À la Commission Bouchard-Taylor, des mamans ont évoqué un bain de sang s’il fallait qu’un kirpan de plus entre dans nos écoles… pour un grand total de deux dans tout le Québec.
Vrai, un kirpan, c’est un couteau et ça peut faire mal. Une cicatrice de jeunesse sur mon index gauche en témoigne. Attaque vicieuse d’un banal couteau de poche, et non d’un kirpan intégriste, lors d’un écorçage de bouleau.
De toute façon, une autre menace plane au-dessus de nos tout-petits : le livre The Dangerous Book for Boys. Un de ses chapitres, intitulé Essential Gear (l’équipement essentiel), présente une liste des objets essentiels à tout petit gars qui se respecte : une loupe, des allumettes et… un couteau de poche!
Conn et Hal Iggulden, les deux frérots d’auteurs, enseignent aussi aux boys comment construire une catapulte, chasser et cuisiner un lièvre, jouer au poker, faire une bombe puante… Et ce, imaginez, à une époque où la tag est interdite dans certaines cours d’école parce qu’un enfant s’est un jour éraflé un genou.
Et ce n’est pas tout : l’œuvre en question contient aussi un chapitre sur l’histoire de l’artillerie! Des canons, des obus et des explosions. Aye Caramba!
Dans un monde parallèle, des parlementaires recevaient le gratin à l’Assemblée nationale en septembre dernier pour bavarder immigration.
Mais là, pas de tragédie grecque à propos du défunt Québec de Ti-Coune et de Mémère Bouchard. Il s’est plutôt joué un thriller sur le Québec qui ne suffira pas à la tâche s’il n’accueille pas plus d’immigrants. À 45 000 immigrants annuellement, il faudra passer à la vitesse supérieure et espérer en attirer 55 000. C’est une condition sine qua non pour que nous puissions prospérer. C’est ce que l’ancien premier ministre Bernard Landry veut dire (entre autres) lorsqu’il répète que le Québec ne peut se passer d’une once d’intelligence.
Accueillir autant d’immigrants exigera un effort considérable d’adaptation de la société. La frilosité de certains Québécois dévoilée à la Commission Bouchard-Taylor le confirme. Mais cet effort ne vaudra rien si on ne s’intéresse pas d’abord aux tonnes d’intelligence qui s’échappent de nos écoles comme d’une mauvaise passoire : les 60 000 jeunes, dont les deux tiers sont des garçons, qui décrochent chaque année avant la fin du secondaire.

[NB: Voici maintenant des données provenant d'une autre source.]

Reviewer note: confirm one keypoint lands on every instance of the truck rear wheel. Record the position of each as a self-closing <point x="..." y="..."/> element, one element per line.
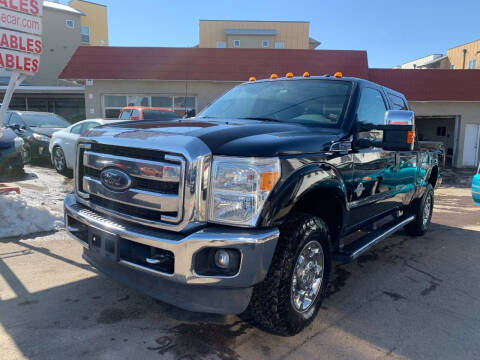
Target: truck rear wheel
<point x="423" y="214"/>
<point x="291" y="295"/>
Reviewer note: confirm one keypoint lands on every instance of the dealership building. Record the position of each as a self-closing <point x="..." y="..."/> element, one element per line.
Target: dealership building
<point x="446" y="102"/>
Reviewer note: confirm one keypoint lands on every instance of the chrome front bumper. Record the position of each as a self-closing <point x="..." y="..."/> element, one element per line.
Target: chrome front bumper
<point x="256" y="247"/>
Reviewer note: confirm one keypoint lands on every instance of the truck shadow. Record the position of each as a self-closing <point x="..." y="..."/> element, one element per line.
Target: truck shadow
<point x="396" y="281"/>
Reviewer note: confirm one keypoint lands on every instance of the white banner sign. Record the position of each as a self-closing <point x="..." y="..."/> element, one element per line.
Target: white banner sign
<point x="21" y="22"/>
<point x="32" y="7"/>
<point x="19" y="41"/>
<point x="19" y="61"/>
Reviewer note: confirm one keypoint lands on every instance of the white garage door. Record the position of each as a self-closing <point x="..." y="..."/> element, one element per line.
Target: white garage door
<point x="470" y="145"/>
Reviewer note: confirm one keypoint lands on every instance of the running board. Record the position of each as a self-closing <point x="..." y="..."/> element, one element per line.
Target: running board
<point x="358" y="247"/>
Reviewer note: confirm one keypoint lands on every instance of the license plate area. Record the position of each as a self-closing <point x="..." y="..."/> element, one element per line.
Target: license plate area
<point x="104" y="243"/>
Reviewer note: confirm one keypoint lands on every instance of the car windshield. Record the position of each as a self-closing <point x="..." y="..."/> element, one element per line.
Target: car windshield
<point x="311" y="102"/>
<point x="45" y="120"/>
<point x="159" y="115"/>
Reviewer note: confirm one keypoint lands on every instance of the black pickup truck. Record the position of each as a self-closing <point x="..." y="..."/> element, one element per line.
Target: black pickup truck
<point x="243" y="209"/>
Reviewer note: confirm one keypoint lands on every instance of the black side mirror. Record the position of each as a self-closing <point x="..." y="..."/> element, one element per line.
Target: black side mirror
<point x="398" y="132"/>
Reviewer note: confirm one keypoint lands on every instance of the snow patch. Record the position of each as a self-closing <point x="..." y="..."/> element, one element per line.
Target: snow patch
<point x="17" y="218"/>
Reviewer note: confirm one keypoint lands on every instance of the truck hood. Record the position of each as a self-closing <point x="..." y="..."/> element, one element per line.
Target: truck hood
<point x="230" y="136"/>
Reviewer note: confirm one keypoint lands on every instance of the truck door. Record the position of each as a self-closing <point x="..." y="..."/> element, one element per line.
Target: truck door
<point x="374" y="191"/>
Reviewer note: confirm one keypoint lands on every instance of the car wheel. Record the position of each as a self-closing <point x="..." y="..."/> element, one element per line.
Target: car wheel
<point x="290" y="296"/>
<point x="423" y="212"/>
<point x="59" y="162"/>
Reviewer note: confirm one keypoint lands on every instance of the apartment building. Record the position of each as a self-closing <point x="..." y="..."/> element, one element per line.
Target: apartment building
<point x="256" y="34"/>
<point x="465" y="56"/>
<point x="65" y="28"/>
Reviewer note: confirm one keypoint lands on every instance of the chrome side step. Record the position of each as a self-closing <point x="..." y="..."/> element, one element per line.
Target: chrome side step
<point x="358" y="247"/>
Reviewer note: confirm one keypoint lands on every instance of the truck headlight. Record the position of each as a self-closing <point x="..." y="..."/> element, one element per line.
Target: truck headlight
<point x="239" y="188"/>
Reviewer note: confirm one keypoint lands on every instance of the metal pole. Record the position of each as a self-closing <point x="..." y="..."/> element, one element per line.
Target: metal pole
<point x="15" y="80"/>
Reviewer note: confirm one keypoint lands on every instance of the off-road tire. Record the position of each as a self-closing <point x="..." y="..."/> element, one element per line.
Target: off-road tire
<point x="271" y="307"/>
<point x="417" y="227"/>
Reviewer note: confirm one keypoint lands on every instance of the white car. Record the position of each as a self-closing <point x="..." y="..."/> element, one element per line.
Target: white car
<point x="63" y="143"/>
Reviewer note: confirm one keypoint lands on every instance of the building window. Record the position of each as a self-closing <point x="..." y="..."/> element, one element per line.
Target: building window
<point x="441" y="131"/>
<point x="70" y="23"/>
<point x="86" y="34"/>
<point x="180" y="104"/>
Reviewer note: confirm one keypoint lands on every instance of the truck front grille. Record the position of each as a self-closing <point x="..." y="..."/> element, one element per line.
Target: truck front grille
<point x="155" y="195"/>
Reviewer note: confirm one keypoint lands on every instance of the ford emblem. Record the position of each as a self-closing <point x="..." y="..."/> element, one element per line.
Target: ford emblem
<point x="115" y="179"/>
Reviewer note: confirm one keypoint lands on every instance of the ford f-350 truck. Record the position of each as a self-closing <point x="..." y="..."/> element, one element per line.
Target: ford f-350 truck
<point x="243" y="209"/>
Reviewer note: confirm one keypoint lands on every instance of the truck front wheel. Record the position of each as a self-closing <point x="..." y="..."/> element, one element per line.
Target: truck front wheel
<point x="291" y="295"/>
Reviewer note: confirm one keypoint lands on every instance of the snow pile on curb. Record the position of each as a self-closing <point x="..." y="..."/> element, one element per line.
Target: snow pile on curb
<point x="17" y="218"/>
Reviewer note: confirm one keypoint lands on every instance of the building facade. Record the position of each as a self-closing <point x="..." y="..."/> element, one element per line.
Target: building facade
<point x="94" y="23"/>
<point x="256" y="34"/>
<point x="466" y="56"/>
<point x="62" y="35"/>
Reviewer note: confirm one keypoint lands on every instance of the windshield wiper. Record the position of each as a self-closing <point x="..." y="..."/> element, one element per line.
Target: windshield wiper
<point x="261" y="118"/>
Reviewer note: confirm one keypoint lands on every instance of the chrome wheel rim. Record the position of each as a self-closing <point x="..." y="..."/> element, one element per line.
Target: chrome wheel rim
<point x="427" y="210"/>
<point x="59" y="159"/>
<point x="307" y="276"/>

La «mésadaptation» scolaire des garçons revient épisodiquement dans l’actualité, sans pourtant générer beaucoup de solutions. Car lorsque les médias parlent de l’échec des petits, c’est en général pour répéter des niaiseries : la féminisation du corps enseignant, les valeurs féminines, le danger des classes mixtes…

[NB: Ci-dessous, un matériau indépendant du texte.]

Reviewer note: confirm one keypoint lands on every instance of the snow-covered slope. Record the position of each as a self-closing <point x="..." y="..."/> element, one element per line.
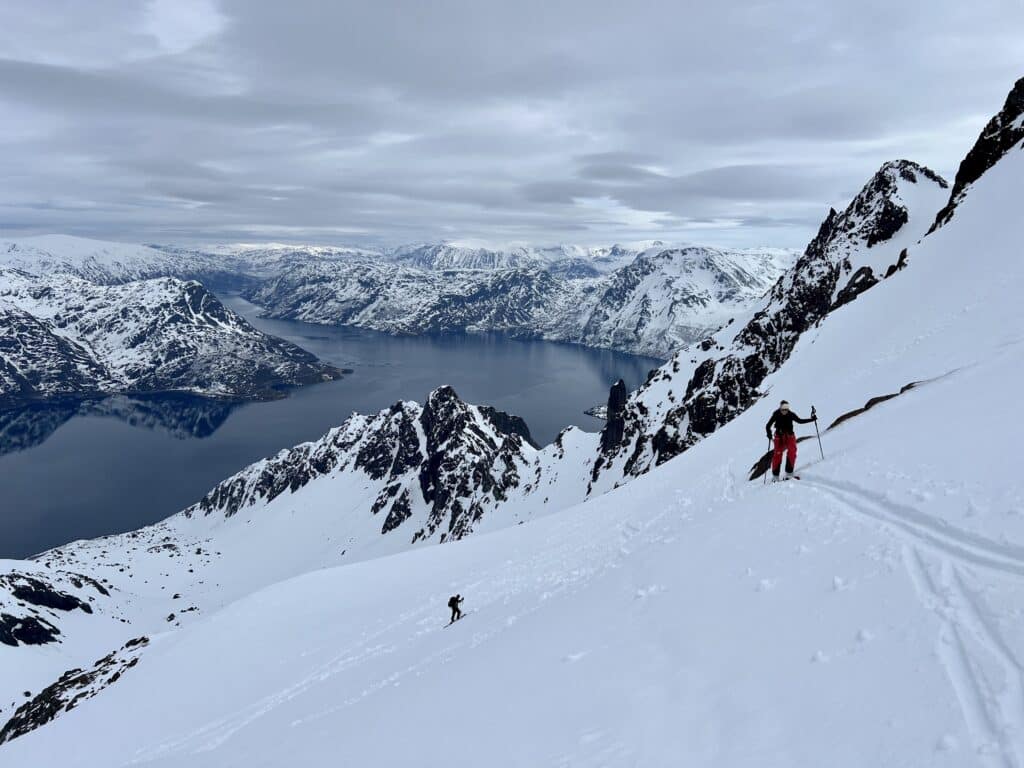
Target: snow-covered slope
<point x="663" y="300"/>
<point x="696" y="392"/>
<point x="646" y="301"/>
<point x="61" y="335"/>
<point x="112" y="263"/>
<point x="866" y="614"/>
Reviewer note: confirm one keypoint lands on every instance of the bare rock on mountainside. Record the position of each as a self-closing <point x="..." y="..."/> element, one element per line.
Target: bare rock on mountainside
<point x="1003" y="133"/>
<point x="445" y="460"/>
<point x="854" y="243"/>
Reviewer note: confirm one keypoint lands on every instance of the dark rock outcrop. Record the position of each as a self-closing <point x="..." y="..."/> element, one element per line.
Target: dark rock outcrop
<point x="722" y="387"/>
<point x="445" y="459"/>
<point x="74" y="687"/>
<point x="1001" y="133"/>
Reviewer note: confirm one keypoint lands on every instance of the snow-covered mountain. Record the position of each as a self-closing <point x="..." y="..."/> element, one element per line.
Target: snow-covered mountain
<point x="697" y="392"/>
<point x="65" y="336"/>
<point x="569" y="261"/>
<point x="866" y="614"/>
<point x="112" y="263"/>
<point x="663" y="300"/>
<point x="643" y="298"/>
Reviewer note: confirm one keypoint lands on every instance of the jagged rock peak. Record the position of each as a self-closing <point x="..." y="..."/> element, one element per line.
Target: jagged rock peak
<point x="1001" y="133"/>
<point x="878" y="212"/>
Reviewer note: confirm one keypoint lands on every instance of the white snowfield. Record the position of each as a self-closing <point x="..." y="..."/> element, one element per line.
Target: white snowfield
<point x="64" y="335"/>
<point x="867" y="614"/>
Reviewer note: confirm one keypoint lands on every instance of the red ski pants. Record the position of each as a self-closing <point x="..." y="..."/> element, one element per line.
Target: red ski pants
<point x="786" y="443"/>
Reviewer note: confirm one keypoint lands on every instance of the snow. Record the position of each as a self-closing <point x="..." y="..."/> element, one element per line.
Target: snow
<point x="866" y="614"/>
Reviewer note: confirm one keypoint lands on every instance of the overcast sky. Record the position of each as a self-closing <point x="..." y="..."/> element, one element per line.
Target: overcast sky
<point x="591" y="121"/>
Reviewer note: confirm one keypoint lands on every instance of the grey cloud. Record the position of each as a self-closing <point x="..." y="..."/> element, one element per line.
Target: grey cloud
<point x="731" y="122"/>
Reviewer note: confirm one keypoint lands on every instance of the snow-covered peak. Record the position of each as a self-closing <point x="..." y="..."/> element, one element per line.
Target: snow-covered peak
<point x="65" y="336"/>
<point x="1004" y="132"/>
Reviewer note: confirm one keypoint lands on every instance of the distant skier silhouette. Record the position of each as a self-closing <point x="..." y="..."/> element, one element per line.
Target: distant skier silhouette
<point x="454" y="602"/>
<point x="785" y="438"/>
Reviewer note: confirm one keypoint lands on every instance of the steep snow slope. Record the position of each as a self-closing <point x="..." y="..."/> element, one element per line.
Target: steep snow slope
<point x="668" y="299"/>
<point x="867" y="614"/>
<point x="663" y="300"/>
<point x="60" y="335"/>
<point x="696" y="392"/>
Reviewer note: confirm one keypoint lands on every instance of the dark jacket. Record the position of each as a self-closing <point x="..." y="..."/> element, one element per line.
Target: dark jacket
<point x="783" y="422"/>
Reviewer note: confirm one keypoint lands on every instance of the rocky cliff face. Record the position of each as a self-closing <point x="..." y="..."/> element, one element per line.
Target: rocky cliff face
<point x="434" y="469"/>
<point x="64" y="336"/>
<point x="691" y="396"/>
<point x="1003" y="133"/>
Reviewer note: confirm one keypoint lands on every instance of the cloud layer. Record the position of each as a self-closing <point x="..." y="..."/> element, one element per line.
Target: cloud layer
<point x="583" y="121"/>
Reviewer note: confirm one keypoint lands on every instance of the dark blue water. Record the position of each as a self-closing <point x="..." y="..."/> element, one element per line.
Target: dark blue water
<point x="82" y="470"/>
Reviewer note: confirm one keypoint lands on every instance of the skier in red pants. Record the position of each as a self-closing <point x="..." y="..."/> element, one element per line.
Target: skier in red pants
<point x="785" y="439"/>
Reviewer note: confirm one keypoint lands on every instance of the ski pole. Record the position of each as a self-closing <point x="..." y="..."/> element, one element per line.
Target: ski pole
<point x="815" y="417"/>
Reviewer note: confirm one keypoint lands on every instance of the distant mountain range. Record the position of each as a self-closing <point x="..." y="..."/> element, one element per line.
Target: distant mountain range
<point x="65" y="336"/>
<point x="887" y="581"/>
<point x="657" y="302"/>
<point x="644" y="298"/>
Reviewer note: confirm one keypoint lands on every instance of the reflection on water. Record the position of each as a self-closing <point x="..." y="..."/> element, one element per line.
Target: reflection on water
<point x="179" y="416"/>
<point x="76" y="470"/>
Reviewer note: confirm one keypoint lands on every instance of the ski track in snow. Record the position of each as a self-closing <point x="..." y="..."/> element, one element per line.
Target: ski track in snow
<point x="505" y="581"/>
<point x="969" y="644"/>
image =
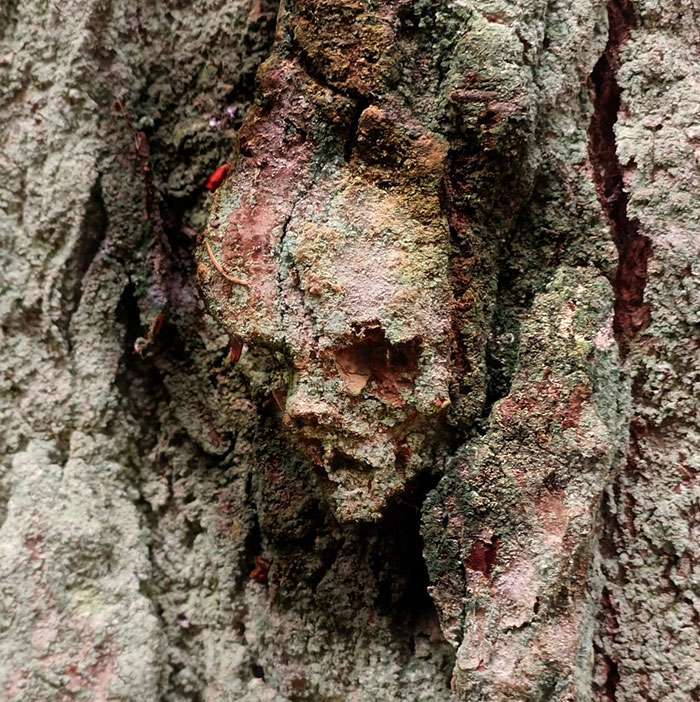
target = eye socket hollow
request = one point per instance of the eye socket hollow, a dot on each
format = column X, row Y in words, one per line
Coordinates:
column 390, row 369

Et si ce n’était que parce que l’école récompense seulement le conformisme, le respect des règles, et qu’elle tue carrément le goût du risque?
Roger Kimball, rédacteur en chef du magazine américain The New Criterion, l’une des revues culturelles les plus respectées dans le monde anglo-saxon, signalait dans sa critique du livre The Dangerous Book for Boys qu’une école près de chez lui laisse aux enfants seulement 15 minutes par jour pour jouer dehors.
Au Québec, il est fréquent que des écoles abolissent la récré de l’après-midi sous prétexte que c’est trop de troubles à gérer. Résultat, comme l’écrit Kimball : à 14 h, les garçons sont au bord de l’explosion.
L’école est devenue castratrice pour les garçons. Lors de la parution de Dangerous Book, un des auteurs a dit : «Si on fait de nos terrains de jeux des maisons de poupées et qu'on annule les sorties pédagogiques par crainte de poursuites judiciaires, on va retrouver nos garçons en train de jouer sur les rails de chemins de fer plutôt qu’à l’école.» Ce qui est loin d’être plus sécuritaire et constructif.
J’ajouterais : on lobotomise les petits garçons avec cette culture de tolérance zéro à l’égard du risque, de la compétition, puis de la douleur et de la tristesse qui peuvent en découler.
Mieux vaut un bras cassé qu’un esprit brisé, juge Kimball. Et il sait de quoi il parle : son fils s’est cassé un bras l’hiver dernier en jouant à la tag!